Dr. Rick Hanson is a Buddhist practitioner and lecturer who does a weekly meditation that has been speaking to my condition a lot lately. This latest one is particularly interesting: “The Good News That’s Still True.”
Rick shares out this graphic describing what he calls the “Triangle of What Is True.”
Each level he describes as logarithmically related, that is each level is ten times the value of the one above.
At the top if “Actual Harms.” These are actually terrible things that are happening to you and the world. Actual suffering you are going through, injustices that you are experiencing, evils happening locally or nationally or internationally.
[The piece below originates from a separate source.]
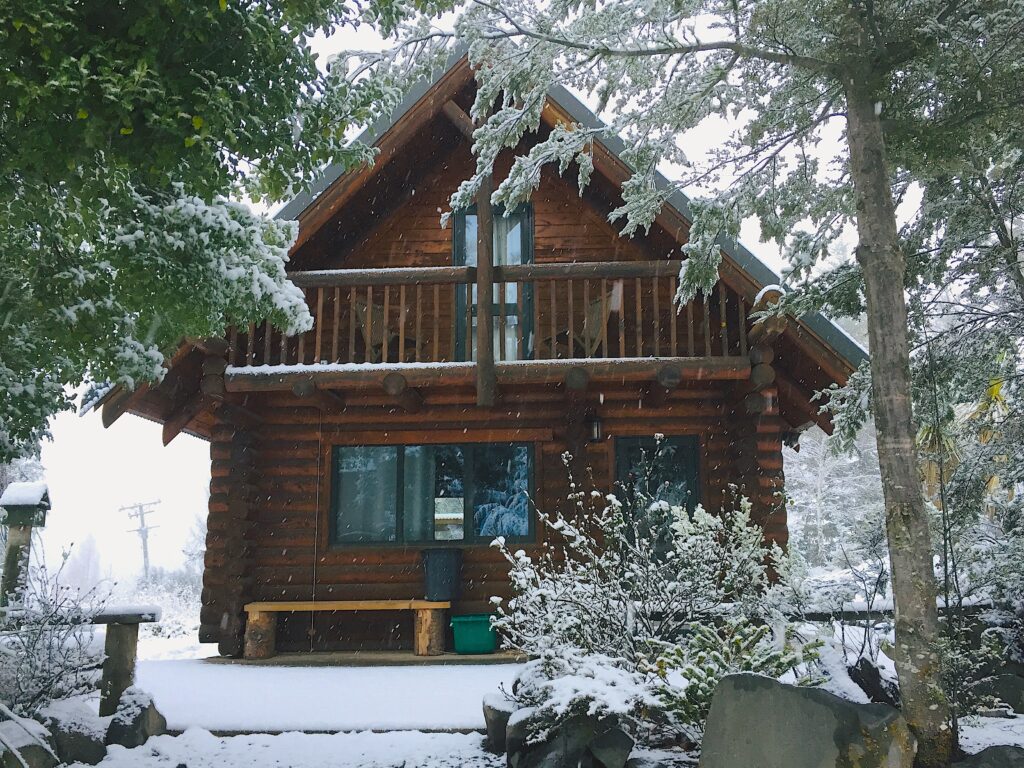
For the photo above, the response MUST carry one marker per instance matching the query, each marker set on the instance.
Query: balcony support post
(485, 380)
One step below that is what he calls the “toxic spectacle.” This is general crappiness that might not be actually harming you, but that is generally making the world a bit worse. Being being unkind and uncivil to each other around you. Someone cutting you off on your commute home, a surly customer at your job, a snarky comment on your social media feed about a celebrity.
At the same time, in the midst of the terribleness, are the people who are actively trying to make a better world. A teacher, a fire fighter, a therapist, a social worker, an activist. People who are espousing causes and values that you think are making society and the planet better. Maybe you are one of those people.
And then below that is general goodness in everyday life — the sun on your face, snuggling with your pet, a delicious homemade cookie, flowers blooming in spring.
And below that is the vastness of our planet, and the larger universe that our planet travels through. This inconceivably large reality that we live in, that existed millions of years before we did, and will exist well beyond our species lifetime.
And beyond that is… something. The mystery that you might call God or something else.
These different realities exist not in isolation but all happening “everywhere, all the time, all at once.”